CME Group Inc., the world’s largest futures exchange and auditor of MF Global, didn’t find problems in the segregated accounts for Oct. 26. Transactions with client funds may have occurred after the audit and may “have been designed to avoid detection,” CME said in a statement last month.
Terrence Duffy, executive chairman of CME, Giddens and Jill E. Sommers, the senior CFTC commissioner overseeing the investigation, are also scheduled to testify.
In his testimony, Steenkamp said he didn’t have direct involvement in managing accounts and fund transfers at the firm.
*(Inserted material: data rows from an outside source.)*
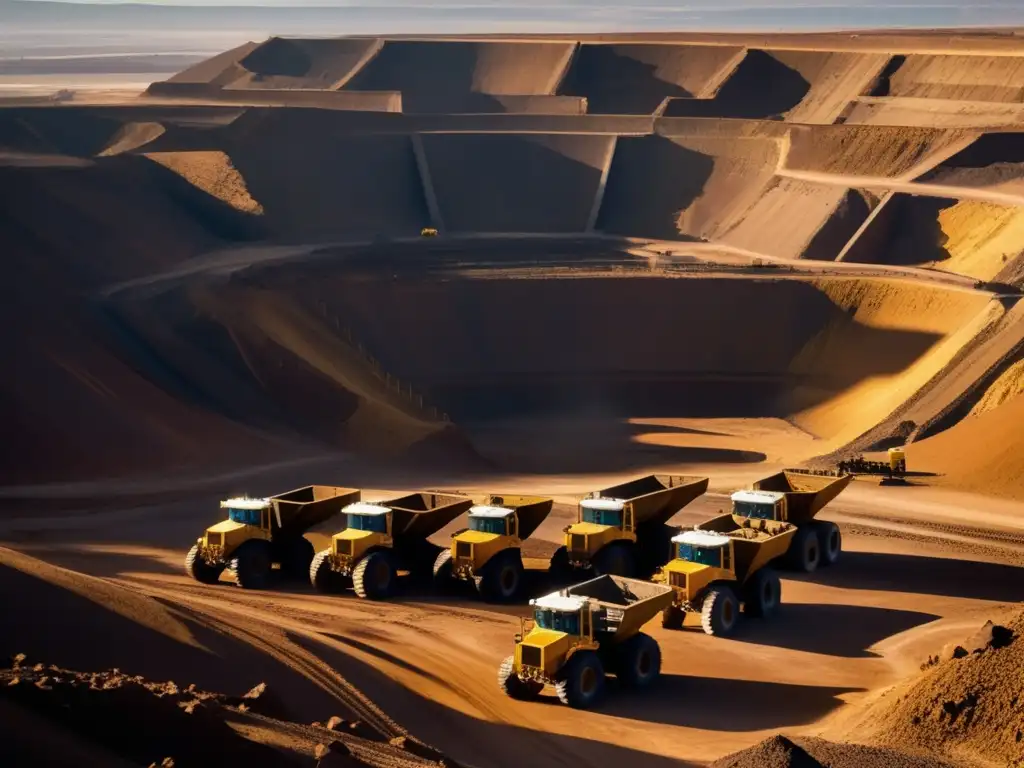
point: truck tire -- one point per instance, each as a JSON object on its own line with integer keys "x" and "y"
{"x": 442, "y": 570}
{"x": 830, "y": 542}
{"x": 639, "y": 662}
{"x": 252, "y": 565}
{"x": 582, "y": 683}
{"x": 805, "y": 552}
{"x": 615, "y": 559}
{"x": 374, "y": 577}
{"x": 720, "y": 611}
{"x": 559, "y": 567}
{"x": 672, "y": 617}
{"x": 200, "y": 569}
{"x": 296, "y": 558}
{"x": 764, "y": 594}
{"x": 323, "y": 577}
{"x": 513, "y": 685}
{"x": 502, "y": 579}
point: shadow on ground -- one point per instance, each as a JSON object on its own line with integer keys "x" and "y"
{"x": 847, "y": 631}
{"x": 925, "y": 576}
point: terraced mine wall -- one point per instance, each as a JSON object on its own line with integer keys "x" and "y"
{"x": 498, "y": 347}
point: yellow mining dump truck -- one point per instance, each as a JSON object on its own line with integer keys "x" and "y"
{"x": 487, "y": 552}
{"x": 716, "y": 571}
{"x": 580, "y": 634}
{"x": 259, "y": 532}
{"x": 619, "y": 528}
{"x": 382, "y": 539}
{"x": 794, "y": 498}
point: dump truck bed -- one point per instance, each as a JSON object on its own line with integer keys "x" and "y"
{"x": 303, "y": 508}
{"x": 655, "y": 498}
{"x": 630, "y": 602}
{"x": 756, "y": 543}
{"x": 420, "y": 515}
{"x": 530, "y": 510}
{"x": 806, "y": 494}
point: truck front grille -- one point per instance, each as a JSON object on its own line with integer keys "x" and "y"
{"x": 530, "y": 656}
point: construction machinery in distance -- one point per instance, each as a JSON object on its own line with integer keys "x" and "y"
{"x": 382, "y": 539}
{"x": 580, "y": 634}
{"x": 893, "y": 470}
{"x": 619, "y": 529}
{"x": 261, "y": 532}
{"x": 793, "y": 498}
{"x": 713, "y": 573}
{"x": 488, "y": 553}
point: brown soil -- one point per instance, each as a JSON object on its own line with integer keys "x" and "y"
{"x": 968, "y": 701}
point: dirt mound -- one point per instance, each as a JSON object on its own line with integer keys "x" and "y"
{"x": 836, "y": 78}
{"x": 961, "y": 78}
{"x": 217, "y": 70}
{"x": 762, "y": 87}
{"x": 516, "y": 183}
{"x": 213, "y": 173}
{"x": 636, "y": 79}
{"x": 129, "y": 720}
{"x": 995, "y": 161}
{"x": 1006, "y": 387}
{"x": 286, "y": 64}
{"x": 456, "y": 76}
{"x": 133, "y": 135}
{"x": 968, "y": 701}
{"x": 983, "y": 453}
{"x": 799, "y": 219}
{"x": 684, "y": 186}
{"x": 966, "y": 237}
{"x": 875, "y": 151}
{"x": 779, "y": 752}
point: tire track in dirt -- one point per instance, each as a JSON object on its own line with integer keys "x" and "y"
{"x": 222, "y": 615}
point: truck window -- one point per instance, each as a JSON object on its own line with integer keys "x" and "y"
{"x": 245, "y": 516}
{"x": 487, "y": 524}
{"x": 754, "y": 511}
{"x": 557, "y": 621}
{"x": 702, "y": 555}
{"x": 602, "y": 516}
{"x": 376, "y": 523}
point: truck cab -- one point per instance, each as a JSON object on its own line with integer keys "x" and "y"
{"x": 760, "y": 505}
{"x": 560, "y": 625}
{"x": 492, "y": 529}
{"x": 247, "y": 518}
{"x": 600, "y": 521}
{"x": 367, "y": 526}
{"x": 701, "y": 557}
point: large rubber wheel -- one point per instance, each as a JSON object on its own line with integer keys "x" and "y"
{"x": 442, "y": 570}
{"x": 672, "y": 617}
{"x": 296, "y": 558}
{"x": 374, "y": 577}
{"x": 200, "y": 569}
{"x": 324, "y": 578}
{"x": 615, "y": 559}
{"x": 805, "y": 553}
{"x": 582, "y": 683}
{"x": 764, "y": 594}
{"x": 252, "y": 565}
{"x": 639, "y": 662}
{"x": 513, "y": 685}
{"x": 829, "y": 541}
{"x": 720, "y": 611}
{"x": 502, "y": 579}
{"x": 559, "y": 566}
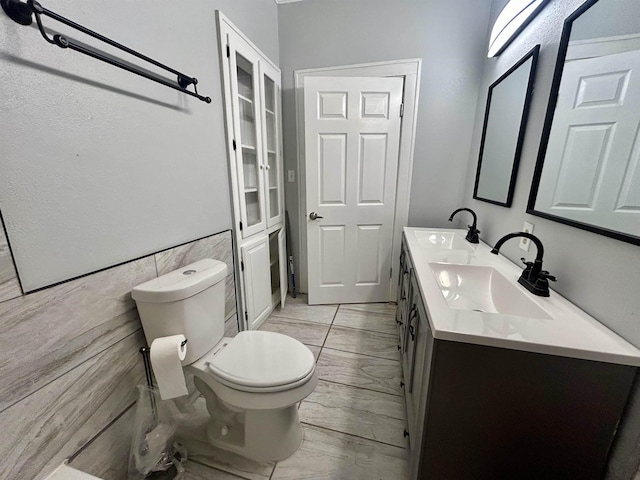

Handling customer funds was part of the treasury and treasury operations divisions in the firm, he said.
No ‘Direct’ Involvement
“Upon my becoming CFO, treasury operations continued to report to the head of global operations,” Steenkamp said. “Direct involvement with operational matters such as bank accounts or fund transfers has never been part of my duties.”
Steenkamp said he isn’t participating in current efforts to find the missing money.
Stabenow and Roberts said they were concerned that the MF Global meltdown and the loss of customer funds could have a negative effect on the futures market.
“Our farmers and ranchers have lost trust in the system,” Stabenow said. “They believed that there were safeguards in place to protect their money in exactly this situation.”
Farmers and other agricultural producers whose funds are tied up in the MF Global bankruptcy testified on the first panel of witnesses.
“We expect to be made whole and have all of our funds returned to us in a timely manner so that the integrity of the exchange can be restored,” said Roger Hupfer, a grain-elevator operator from Freeland, Michigan.